EMDR is a treatment approach which has been empirically validated in over 24 randomized studies of trauma victims and many other studies with other "psychiatric disorders." It is considered one of the three treatments of choice for trauma by organizations such as ISTSS (International Society for Traumatic Stress Studies), American Psychiatric Assoc, American Psychological Assoc, Dept of Veteran Affairs, Dept of Defense, Departments of Health in Northern Ireland, UK, Israel, the Netherlands, France, and other countries and organizations. 

As noted in the American Psychiatric Association Practice Guidelines (2004, p.18), in EMDR “traumatic material [or ANYTHING specific] need not be verbalized; instead, patients are directed to think about their traumatic experiences without having to discuss them.” Given the reluctance of many clients to divulge the details of their experience, this factor is relevant to willingness to initiate treatment, retention and therapeutic gains.

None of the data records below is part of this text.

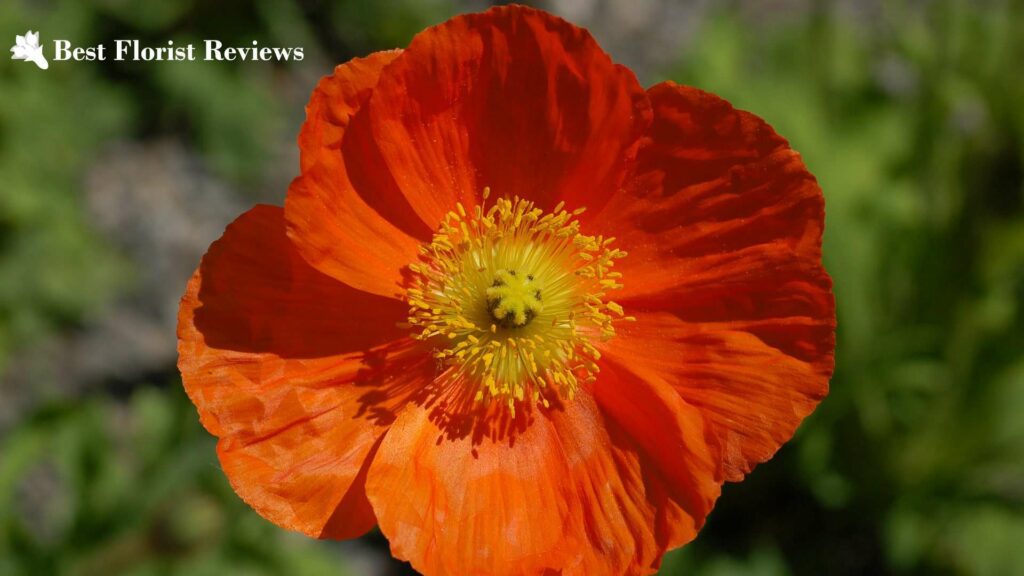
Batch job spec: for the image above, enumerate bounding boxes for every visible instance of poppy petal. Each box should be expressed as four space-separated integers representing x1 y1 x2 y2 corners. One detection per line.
285 50 421 296
345 6 649 230
593 83 836 481
367 393 718 576
178 206 429 538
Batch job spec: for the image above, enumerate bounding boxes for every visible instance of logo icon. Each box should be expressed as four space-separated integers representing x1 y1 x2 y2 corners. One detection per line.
10 30 50 70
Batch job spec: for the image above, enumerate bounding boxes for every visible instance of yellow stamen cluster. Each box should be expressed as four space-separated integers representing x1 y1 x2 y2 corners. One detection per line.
408 189 632 411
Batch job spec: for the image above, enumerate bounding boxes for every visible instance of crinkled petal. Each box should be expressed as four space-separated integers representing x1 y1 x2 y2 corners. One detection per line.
178 206 432 538
593 84 836 480
285 50 423 296
344 6 649 231
367 393 718 576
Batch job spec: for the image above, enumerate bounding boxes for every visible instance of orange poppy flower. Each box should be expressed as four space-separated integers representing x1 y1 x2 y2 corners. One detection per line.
178 6 835 575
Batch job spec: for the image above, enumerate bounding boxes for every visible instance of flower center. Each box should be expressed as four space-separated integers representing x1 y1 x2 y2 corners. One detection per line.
487 270 544 328
408 189 633 412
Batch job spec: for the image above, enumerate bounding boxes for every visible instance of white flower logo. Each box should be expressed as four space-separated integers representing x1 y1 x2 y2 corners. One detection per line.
10 30 50 70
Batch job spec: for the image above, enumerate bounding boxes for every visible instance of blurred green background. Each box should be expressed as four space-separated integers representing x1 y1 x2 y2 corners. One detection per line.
0 0 1024 576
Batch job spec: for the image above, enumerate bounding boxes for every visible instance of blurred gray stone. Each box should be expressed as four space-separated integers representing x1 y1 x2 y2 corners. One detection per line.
0 140 245 429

The research shows that EMDR works, and at 15-month follow-up continues to hold (see Wilson, S., Becker, L.A., & Tinker, R.H. (1997). Fifteen-month follow-up of eye movement desensitization and reprocessing (EMDR) treatment of post-traumatic stress disorder and psychological trauma. Journal of Consulting and Clinical Psychology, 65, 1047-1056).

The World Health Organization (WHO) now has "guidelines on problems and disorders specifically related to stress." (In press)
“Individual or group cognitive behavioural therapy (CBT) with a trauma focus, eye movement desensitization and reprocessing (EMDR), or stress management should be considered for adults with posttraumatic stress disorder (PTSD).”
"Individual or group cognitive behavioural therapy (CBT) with a trauma focus or eye movement desensitization and reprocessing (EMDR) should be considered for children and adolescents with posttraumatic stress disorder (PTSD)."

In addition to my therapy practice, I roam the web looking for EMDR discussions, try to answer questions about it posted by clients/patients, and respond to the critics out there. It's not a cure-all therapy, however, it really is an extraordinary psychotherapy and its results last. In the hands of a really experienced EMDR therapist, it's the most gentle way of working through disturbing experiences.


----------



## diwali123 (Feb 17, 2012)

I would be willing to bet that if your description of things is accurate her problems are more about her childhood than you at this point.
_Posted via Mobile Device_


----------



## lonesomegra (Dec 11, 2011)

Glorified self hypnosis in my opinion! The problem lies in that there are unpredictables such as people affected by weather such as dry winds and snow. These can act as a triggers that negates such therapy. Smell can do likewise.
As a really angry affected person I think a level of anger is required to make us feel and not become neutered hound dogs or a flock of sheep.

Doctor methinks thou dost protest too much.


----------



## sisters359 (Apr 9, 2009)

How often did your wife express her preferences, etc., in your sexual relationship back when it was good--whenever that was? How often did she indicate what she liked or wanted you to do? How often did she direct your hand or mouth or movements? How active was she in teaching you about giving her pleasure?


----------



## Dadof3greatkids (Jul 23, 2012)

@diwali123 - you may be right, but all I can do is focus on ME. I do however find that talking to her about my past experiences and their impact on me does cause her to ever so slightly talk about her past experiences. One telling issue our therapist called her on was that my wife tried to blame her mother's lack of affection on my wife's father being controlling (implying husbands cause their wives to act poorly). The therapist stated it was more likely my wife's mother's traumatic childhood that resulted in her ability to show affection. 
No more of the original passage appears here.